Tenochtitlan, Itzcoatl döneminde (1428-40) komşu Texcoco ve Tlacopan devletleri ile ittifak kurarak Orta Meksika'da egemen güç durumuna geldi. Daha sonra hem ticari ilişkiler, hem de fetihler yoluyla, 400-500 küçük devletten oluşan, 5-6 milyonluk nüfusuyla 1519'da 207.200 km2'lik alana yayılan bir imparatorluğun merkezi oldu. Kent, en gelişkin döneminde, 13 km2'yi aşkın bir alanda 140 binden çok insan barındırıyordu; dolayısıyla Orta Amerika uygarlıklarının tarihinde en yoğun nüfuslu yerleşim yeriydi. Aztek devleti, askerlerin egemenliğindeki bir despotluktu.

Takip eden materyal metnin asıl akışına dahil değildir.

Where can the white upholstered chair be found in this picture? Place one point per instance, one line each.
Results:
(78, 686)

Kastlara ve sınıflara bölünmüş ama dikey akışkanlığını da koruyan Aztek toplumunda yükselmenin en güvenli yolu savaşta kahramanlık göstermekti. Devlet işlerini rahipler ve bürokratlar yürütürdü. Toplumun alt katmanlarında, serfler, sözleşmeli hizmetkarlar ve köleler yer alırdı.

Aztek dini, birçok Orta Amerika kültüründen değişik unsurları özümsemiş, çeşitli inanç sistemlerinden karşıt öğeleri bir araya getirmişti. Önceki halkların birçok kozmolojik inancını paylaşan bu din, özellikle evrenin bir dizi yaradılışın sonuncusu olduğu ve 13 gök katı ile 9 yeraltı dünyası arasında bulunduğu yolundaki Maya inancını benimsemişti. Azteklerin başlıca tanrıları, Savaş ve Güneş Tanrısı Huitzilopochtli, Yağmur Tannsı Tlaloc ve yarı tanrı-yarı kahraman Tüylü Yılan Quetzalcoatl idi. Insan kurban etme töreninde, kurbanın yüreği Güneş Tanrısı'na sunulurdu. Kan akıtma töreni de yaygındı.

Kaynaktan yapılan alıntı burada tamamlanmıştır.